The strategy of Malaysia

These efforts should be complemented with medium- and long-term supply-side strategies.

Lee stated that supply-side policies such as freer market entry or deregulation would increase productivity and make firms more competitive.

“Reduce high import dependence on agricultural commodities with Imports Dependency Ratio exceeding 50 percent, such as cuttlefish (52.2%) and fresh milk (53.5%). Chilli (72.4%), beef (81.2%), ginger (81.5%), mango (86.2%), and mutton (90.4 Lee stated, adding that domestic production should increase.

According to a new international travel index, Australia, Singapore, and Malaysia have the best conditions for tourism recovery in the region.

Through its Asia Travel-Ready Index (EIU), the Economist Intelligence Unit ranked Malaysia favorably in terms both of ease of travel and local vaccination coverage.

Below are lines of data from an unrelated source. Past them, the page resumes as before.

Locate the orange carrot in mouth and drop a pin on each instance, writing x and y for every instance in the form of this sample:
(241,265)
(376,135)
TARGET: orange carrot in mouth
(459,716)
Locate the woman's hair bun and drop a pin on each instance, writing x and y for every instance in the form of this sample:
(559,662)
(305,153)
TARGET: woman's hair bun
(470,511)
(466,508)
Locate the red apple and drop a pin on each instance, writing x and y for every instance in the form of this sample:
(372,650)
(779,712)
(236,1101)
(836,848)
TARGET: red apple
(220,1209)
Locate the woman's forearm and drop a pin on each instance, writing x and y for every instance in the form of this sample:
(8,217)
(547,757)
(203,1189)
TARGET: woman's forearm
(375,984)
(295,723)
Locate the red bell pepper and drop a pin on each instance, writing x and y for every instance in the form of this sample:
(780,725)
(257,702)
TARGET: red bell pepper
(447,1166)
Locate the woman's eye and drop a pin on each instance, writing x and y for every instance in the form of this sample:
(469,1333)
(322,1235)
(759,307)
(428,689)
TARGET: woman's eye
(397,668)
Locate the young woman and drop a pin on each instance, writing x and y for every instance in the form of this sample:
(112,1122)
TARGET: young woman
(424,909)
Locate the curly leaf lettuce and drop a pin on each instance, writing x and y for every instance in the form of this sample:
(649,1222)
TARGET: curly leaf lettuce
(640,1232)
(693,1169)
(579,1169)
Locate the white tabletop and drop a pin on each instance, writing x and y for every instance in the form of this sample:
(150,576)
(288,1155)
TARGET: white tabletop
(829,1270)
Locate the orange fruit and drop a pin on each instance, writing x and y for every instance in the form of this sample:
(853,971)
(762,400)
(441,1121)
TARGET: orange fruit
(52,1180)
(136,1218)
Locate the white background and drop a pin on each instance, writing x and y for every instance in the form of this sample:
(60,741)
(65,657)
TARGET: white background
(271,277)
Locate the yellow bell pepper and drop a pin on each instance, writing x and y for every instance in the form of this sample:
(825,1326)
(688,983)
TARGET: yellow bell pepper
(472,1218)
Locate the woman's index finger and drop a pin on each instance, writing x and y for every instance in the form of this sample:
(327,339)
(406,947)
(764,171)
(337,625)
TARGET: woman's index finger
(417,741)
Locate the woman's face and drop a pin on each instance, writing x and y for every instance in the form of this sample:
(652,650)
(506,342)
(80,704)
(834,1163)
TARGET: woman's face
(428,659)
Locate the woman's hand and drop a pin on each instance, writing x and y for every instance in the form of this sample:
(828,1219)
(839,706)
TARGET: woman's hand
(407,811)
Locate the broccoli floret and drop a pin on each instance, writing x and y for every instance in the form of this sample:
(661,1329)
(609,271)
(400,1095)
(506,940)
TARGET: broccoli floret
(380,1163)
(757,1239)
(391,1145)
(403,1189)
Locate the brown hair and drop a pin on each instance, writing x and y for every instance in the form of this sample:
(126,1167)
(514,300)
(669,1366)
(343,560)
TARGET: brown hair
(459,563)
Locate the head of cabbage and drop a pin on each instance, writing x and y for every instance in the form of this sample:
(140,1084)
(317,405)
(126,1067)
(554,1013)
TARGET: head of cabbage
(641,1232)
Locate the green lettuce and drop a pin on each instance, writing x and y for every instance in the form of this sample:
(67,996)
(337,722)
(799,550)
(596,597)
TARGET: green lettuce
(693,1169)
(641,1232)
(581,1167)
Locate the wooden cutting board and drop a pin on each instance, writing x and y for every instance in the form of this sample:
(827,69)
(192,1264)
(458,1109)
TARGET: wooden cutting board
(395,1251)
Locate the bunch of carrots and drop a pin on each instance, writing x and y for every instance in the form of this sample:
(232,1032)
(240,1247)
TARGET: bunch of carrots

Tourists should be aware of the importance of compliance requirements, such as testing and quarantine requirements, which can affect their decision to travel. Complicated requirements can lead to high travel costs and discourage tourists from choosing ‘freer destinations’. Liuqing Yu, EIU country analyst (Asia), said that these compliance requirements increase the cost of travelling.

Malaysians and visitors who have been fully vaccinated are no longer required to be quarantined upon their arrival in the country. They must be vaccinated at least 2 days prior to departure, and a professional rapid test (RTK–Antigen) upon arrival.

According to the index travellers are more concerned about restrictions and a quarantine-free travel initiative, such as the one in Malaysia, is highly welcomed.

Due to their local vaccination coverage and policies regarding returning citizens, countries such as Vietnam, Indonesia, and the Philippines have received lower scores.

The index’s bottom spot has been taken by countries from north-east Asia, such as Japan, China, Hong Kong and Taiwan. They have taken longer to reopen, and are subject to restrictions under China’s Zero-Covid-19 policy.

Tourism Malaysia Strategic & Marketing Plan 2022 2026

Tourism Malaysia has recently released its Strategic & Marketing Plan (2022-2026), in an effort to increase local tourism.

The new strategy will be focused on domestic tourism promotion as well as international recovery. It will also place greater emphasis on digital adoption and innovation.

At the launch in Kuala Lumpur, Tourism, Arts and Culture Minister Datuk Seri Nancy Shukri stated that “It is vital for the tourism industry be prepared for post-pandemic demand and expectations as well as to stay focused in order support its sustainable recovery and rebuild it in the future.”